Love is who you are. When you don’t live according to love, you are outside of being. You’re basically not real or true to yourself. When you love, you are acting according to your deepest being, your deepest truth. You are operating according to your dignity. For a simple description of the kind of love I am talking about, let’s just use the word outflowing. .

.. John the Evangelist writes, “God is love, and whoever remains in love, remains in God and God in them” (1 John 4:16). The Judeo-Christian creation story says that we were created in the very “image and likeness” of God—who sets the highest bar for this kind of outflowing love (Genesis 1:26-27). Out of the Trinity’s generative and infinitely flowing relationship, all of creation takes form, mirroring its Creator in its deepest identity.

.. We have heard this phrase so often that we don’t get the existential shock of what “created in the image and likeness of God” is saying about us. If this is true, then our family of origin is divine. It is saying that we were created by a loving God to also be love in the world. Our core is original blessing, not original sin. Our starting point is “very good” (Genesis 1:31). If the beginning is right, the rest is made considerably easier, because we know and can trust the clear direction of our life’s tangent.
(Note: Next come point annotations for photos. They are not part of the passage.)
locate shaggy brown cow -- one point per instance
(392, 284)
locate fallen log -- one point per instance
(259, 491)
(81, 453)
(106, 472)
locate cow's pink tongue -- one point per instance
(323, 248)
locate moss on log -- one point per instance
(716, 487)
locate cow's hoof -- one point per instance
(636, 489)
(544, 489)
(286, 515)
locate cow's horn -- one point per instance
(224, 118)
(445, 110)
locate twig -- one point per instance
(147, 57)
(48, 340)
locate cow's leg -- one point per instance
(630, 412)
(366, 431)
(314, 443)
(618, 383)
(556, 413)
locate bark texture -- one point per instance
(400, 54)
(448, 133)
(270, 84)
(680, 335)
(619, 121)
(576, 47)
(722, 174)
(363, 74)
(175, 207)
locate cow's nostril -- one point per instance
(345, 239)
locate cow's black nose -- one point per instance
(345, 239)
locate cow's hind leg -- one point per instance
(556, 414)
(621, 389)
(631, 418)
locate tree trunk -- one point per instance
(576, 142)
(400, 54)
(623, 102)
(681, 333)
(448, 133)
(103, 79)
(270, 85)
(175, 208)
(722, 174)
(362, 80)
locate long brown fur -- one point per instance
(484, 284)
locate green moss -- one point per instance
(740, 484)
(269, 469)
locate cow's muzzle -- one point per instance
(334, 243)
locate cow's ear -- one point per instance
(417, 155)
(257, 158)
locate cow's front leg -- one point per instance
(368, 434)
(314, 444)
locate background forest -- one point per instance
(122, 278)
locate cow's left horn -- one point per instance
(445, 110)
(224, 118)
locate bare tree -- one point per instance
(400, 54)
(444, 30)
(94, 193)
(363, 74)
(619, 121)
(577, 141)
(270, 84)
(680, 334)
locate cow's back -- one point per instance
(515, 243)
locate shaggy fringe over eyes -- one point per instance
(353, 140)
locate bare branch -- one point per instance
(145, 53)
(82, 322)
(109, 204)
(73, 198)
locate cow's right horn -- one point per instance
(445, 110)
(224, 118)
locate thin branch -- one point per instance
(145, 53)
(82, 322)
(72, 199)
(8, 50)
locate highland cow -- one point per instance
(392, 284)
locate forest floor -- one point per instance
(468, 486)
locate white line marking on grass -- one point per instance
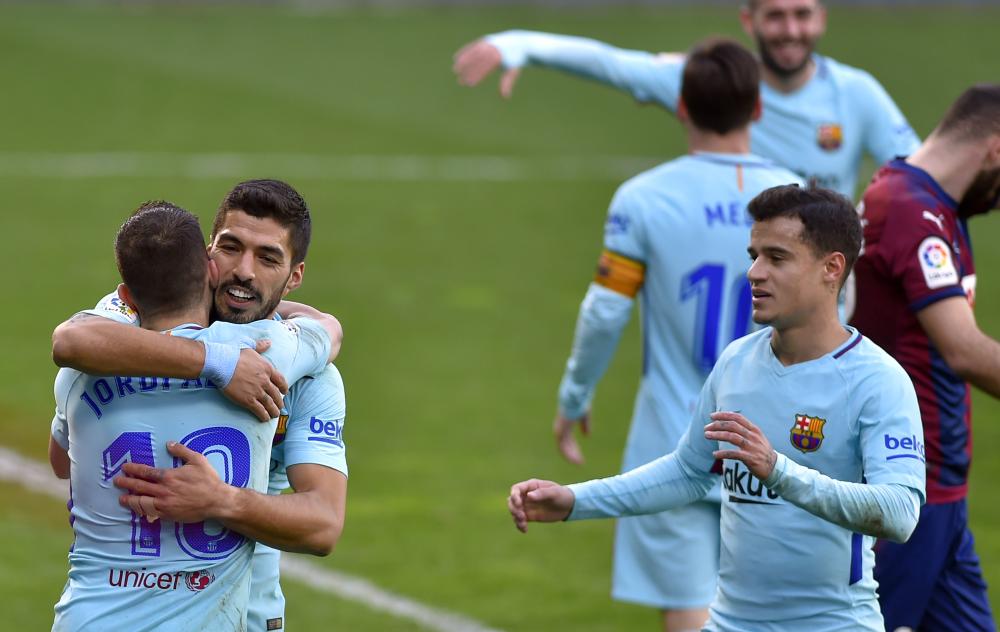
(361, 590)
(399, 168)
(38, 478)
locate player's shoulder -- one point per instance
(863, 361)
(327, 380)
(652, 180)
(847, 76)
(744, 347)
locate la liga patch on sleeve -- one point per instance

.. We must all overcome the illusion of separateness. It is the primary task of religion to communicate not worthiness but union, to reconnect people to their original identity “hidden with Christ in God” (Colossians 3:3). The Bible calls the state of separateness “sin.” God’s job description is to draw us back into primal and intimate relationship. “My dear people, we are already children of God; what we will be in the future has not yet been fully revealed, and all I do know is that we shall be like God” (1 John 3:2).

Henceforth, all our moral behavior is simply “the imitation of God.” First observe what God is doing all the time and everywhere, and then do the same thing (Ephesians 5:1). And what does God do? God does what God is: Love. God does not love you if and when you change. God loves you so that you can change!